He notes that these findings are consistent with the one previously published prospective study of TMAO levels in a primary prevention context, which was conducted in a much smaller cohort and with shorter follow-up (Atherosclerosis. 2019;280:126-131).

“Our study and this small earlier study support the prognostic value of TMAO in the general population and bolster the growing data that link the TMAO pathway to elevated cardiovascular risk,” adds Dr. Hazen, Co-Section Head of Preventive Cardiology and Rehabilitation at Cleveland Clinic. “These findings suggest that keeping TMAO levels lower may help reduce incident risk of cardiovascular disease, even in apparently healthy middle-aged adults.”

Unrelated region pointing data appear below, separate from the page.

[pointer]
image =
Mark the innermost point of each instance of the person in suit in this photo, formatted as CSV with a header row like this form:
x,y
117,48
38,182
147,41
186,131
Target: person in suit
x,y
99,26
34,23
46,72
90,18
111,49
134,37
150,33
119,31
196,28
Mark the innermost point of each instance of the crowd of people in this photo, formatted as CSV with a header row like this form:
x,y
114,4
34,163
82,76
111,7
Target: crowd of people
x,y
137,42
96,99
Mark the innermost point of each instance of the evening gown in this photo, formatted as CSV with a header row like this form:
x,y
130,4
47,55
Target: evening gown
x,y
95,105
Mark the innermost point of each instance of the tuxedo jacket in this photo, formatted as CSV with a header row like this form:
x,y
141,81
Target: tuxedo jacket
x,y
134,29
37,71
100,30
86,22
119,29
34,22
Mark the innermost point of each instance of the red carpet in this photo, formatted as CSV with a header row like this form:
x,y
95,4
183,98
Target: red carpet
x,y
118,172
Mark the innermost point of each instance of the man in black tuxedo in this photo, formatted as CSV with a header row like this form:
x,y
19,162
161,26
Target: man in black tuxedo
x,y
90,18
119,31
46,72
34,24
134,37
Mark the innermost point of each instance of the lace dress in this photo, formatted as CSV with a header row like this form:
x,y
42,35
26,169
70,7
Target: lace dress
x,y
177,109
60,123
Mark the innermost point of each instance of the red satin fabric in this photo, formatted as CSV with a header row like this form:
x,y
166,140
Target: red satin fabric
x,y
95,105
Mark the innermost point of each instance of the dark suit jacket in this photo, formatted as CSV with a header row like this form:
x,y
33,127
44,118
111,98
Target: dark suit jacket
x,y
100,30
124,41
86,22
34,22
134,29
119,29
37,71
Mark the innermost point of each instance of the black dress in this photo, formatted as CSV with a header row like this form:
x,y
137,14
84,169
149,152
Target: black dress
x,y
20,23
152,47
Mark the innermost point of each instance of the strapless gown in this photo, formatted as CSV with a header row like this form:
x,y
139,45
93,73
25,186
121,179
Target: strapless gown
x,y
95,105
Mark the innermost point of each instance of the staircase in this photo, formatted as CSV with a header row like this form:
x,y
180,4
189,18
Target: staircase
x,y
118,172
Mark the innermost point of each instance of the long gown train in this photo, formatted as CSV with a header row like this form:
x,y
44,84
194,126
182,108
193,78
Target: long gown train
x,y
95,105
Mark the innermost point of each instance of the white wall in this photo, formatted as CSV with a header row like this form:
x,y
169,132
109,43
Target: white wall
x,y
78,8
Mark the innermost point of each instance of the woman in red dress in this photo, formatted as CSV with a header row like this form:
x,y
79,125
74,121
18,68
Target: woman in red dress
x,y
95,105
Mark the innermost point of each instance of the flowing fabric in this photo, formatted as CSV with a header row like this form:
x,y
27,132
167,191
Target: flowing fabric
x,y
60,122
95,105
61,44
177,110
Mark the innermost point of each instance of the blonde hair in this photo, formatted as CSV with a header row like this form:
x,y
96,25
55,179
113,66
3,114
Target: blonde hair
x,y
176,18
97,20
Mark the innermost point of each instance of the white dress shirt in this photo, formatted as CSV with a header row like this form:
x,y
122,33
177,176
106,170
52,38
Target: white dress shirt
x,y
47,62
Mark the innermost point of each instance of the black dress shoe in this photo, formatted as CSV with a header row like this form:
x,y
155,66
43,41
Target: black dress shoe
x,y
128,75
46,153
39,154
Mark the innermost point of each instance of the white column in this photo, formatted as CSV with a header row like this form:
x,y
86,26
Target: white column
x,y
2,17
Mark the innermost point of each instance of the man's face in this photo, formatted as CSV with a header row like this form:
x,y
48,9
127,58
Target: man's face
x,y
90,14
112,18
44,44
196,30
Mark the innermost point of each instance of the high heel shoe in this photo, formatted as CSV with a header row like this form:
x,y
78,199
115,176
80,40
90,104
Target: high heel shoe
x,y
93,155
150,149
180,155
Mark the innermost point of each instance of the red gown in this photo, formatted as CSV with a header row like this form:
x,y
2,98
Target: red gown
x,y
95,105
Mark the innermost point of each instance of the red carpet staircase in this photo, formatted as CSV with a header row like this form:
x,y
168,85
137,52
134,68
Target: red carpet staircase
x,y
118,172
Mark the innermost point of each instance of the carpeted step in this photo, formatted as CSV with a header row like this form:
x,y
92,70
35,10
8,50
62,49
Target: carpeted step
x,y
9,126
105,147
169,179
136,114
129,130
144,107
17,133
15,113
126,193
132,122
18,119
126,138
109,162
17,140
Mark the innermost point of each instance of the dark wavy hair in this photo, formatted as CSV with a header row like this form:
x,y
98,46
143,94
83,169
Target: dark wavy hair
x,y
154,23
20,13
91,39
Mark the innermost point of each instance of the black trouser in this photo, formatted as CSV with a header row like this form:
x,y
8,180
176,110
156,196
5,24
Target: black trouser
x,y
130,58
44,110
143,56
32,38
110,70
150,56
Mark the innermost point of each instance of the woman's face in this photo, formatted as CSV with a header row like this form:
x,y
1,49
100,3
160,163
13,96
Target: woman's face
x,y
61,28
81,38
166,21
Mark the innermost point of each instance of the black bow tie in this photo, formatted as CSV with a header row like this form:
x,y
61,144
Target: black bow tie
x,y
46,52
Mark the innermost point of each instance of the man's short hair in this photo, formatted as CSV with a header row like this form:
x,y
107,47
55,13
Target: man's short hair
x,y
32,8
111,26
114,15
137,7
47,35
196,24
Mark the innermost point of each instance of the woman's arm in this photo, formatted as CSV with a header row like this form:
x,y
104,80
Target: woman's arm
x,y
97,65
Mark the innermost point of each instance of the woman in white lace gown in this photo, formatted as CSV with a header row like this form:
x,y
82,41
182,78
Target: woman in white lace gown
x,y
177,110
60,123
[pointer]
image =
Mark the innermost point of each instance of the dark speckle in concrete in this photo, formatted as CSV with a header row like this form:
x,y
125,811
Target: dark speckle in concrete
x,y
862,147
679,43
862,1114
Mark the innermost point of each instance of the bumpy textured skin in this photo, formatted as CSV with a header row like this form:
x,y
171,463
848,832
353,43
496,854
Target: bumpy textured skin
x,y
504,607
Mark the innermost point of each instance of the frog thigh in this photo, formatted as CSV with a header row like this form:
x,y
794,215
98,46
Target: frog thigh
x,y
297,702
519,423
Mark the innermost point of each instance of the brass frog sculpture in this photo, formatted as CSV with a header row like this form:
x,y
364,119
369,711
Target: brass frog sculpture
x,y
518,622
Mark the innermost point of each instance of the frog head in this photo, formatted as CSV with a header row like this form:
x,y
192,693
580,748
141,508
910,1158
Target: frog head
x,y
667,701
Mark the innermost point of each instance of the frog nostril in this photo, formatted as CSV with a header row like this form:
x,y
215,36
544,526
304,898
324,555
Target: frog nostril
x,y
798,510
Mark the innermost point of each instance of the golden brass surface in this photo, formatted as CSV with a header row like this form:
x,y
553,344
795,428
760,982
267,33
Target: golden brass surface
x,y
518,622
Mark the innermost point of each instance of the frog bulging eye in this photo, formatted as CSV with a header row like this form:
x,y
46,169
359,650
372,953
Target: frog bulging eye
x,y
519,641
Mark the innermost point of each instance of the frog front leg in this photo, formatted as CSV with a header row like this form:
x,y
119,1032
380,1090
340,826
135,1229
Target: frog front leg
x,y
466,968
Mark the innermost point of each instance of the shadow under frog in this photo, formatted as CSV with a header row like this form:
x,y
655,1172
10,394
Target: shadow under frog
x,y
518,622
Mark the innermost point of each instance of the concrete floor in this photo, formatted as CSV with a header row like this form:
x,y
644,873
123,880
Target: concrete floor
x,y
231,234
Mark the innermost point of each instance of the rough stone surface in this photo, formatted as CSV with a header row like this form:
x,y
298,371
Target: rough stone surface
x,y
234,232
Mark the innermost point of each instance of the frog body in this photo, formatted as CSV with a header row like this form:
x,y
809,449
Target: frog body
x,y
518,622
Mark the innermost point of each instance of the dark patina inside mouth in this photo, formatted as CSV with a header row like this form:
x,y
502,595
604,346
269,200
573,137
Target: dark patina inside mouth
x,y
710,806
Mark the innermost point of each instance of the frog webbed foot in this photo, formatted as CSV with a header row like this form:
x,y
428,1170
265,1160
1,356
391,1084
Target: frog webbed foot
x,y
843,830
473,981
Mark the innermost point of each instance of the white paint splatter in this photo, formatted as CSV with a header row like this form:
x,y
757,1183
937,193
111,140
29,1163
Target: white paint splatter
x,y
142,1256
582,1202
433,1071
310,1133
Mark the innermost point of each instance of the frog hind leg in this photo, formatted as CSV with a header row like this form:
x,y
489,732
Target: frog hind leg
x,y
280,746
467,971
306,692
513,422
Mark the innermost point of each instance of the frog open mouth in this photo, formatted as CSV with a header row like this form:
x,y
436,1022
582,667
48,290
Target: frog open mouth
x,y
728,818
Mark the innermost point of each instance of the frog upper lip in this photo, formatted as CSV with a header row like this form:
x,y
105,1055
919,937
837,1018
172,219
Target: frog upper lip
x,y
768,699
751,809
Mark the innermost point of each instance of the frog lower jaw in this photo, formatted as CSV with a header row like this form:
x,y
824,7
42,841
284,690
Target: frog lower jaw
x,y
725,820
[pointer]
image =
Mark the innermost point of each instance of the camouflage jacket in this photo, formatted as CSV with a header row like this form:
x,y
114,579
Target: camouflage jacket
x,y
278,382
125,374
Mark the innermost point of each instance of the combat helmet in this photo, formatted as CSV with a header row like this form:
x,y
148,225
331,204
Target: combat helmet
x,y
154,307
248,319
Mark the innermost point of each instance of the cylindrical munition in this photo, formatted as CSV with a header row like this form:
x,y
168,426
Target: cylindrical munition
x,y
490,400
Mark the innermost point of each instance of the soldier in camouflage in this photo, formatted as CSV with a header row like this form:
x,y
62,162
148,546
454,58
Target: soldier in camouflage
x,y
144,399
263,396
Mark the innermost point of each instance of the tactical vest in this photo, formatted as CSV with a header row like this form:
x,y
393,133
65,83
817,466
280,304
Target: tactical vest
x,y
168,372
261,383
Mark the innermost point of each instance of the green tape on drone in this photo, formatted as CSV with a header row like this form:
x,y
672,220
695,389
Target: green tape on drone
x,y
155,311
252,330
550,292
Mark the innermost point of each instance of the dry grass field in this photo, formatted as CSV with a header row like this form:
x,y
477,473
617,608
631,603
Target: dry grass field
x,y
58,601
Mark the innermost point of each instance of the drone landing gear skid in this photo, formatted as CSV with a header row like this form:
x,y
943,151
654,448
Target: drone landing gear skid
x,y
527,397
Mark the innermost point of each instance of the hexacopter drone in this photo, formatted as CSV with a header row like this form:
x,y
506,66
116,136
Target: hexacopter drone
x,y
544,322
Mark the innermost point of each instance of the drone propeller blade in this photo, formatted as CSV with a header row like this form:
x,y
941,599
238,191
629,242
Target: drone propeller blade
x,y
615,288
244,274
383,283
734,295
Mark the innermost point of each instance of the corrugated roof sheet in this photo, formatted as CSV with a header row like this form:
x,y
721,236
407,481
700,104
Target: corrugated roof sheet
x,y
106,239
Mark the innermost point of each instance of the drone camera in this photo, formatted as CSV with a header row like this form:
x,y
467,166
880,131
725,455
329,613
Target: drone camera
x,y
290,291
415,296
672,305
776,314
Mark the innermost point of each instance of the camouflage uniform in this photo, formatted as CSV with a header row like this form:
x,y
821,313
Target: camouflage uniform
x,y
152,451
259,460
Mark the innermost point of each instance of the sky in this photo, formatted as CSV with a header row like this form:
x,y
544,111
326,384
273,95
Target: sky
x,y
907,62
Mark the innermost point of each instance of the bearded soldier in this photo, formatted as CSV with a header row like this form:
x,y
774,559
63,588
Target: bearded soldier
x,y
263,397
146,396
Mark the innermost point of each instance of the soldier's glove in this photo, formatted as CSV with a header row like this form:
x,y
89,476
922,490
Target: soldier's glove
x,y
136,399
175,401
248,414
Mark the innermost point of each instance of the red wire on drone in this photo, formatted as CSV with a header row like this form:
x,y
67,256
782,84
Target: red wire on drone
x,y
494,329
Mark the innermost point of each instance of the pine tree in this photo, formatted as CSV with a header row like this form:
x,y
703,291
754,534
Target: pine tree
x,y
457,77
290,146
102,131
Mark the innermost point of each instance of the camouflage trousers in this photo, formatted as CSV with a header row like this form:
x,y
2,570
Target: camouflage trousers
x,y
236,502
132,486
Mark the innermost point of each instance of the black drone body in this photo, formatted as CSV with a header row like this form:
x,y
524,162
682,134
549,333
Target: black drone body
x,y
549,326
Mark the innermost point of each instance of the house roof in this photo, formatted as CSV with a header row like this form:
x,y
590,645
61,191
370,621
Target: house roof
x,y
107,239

That suggests a potential role for TMAO-lowering strategies within the cardiovascular therapeutic landscape. Clinical studies by this Cleveland Clinic group and others have shown that certain dietary interventions can reduce TMAO levels, and novel pharmacologic interventions that target TMAO production have slowed atherosclerosis progression in mouse studies.

But further study is clearly needed, Dr. Tang notes. “These promising findings warrant further investigation,” he says. “The next step is seeing whether TMAO-lowering interventions in patients show the same promising effects seen in animal studies, and if they will actually reduce cardiovascular risks in the clinical setting, whether for primary or secondary prevention.”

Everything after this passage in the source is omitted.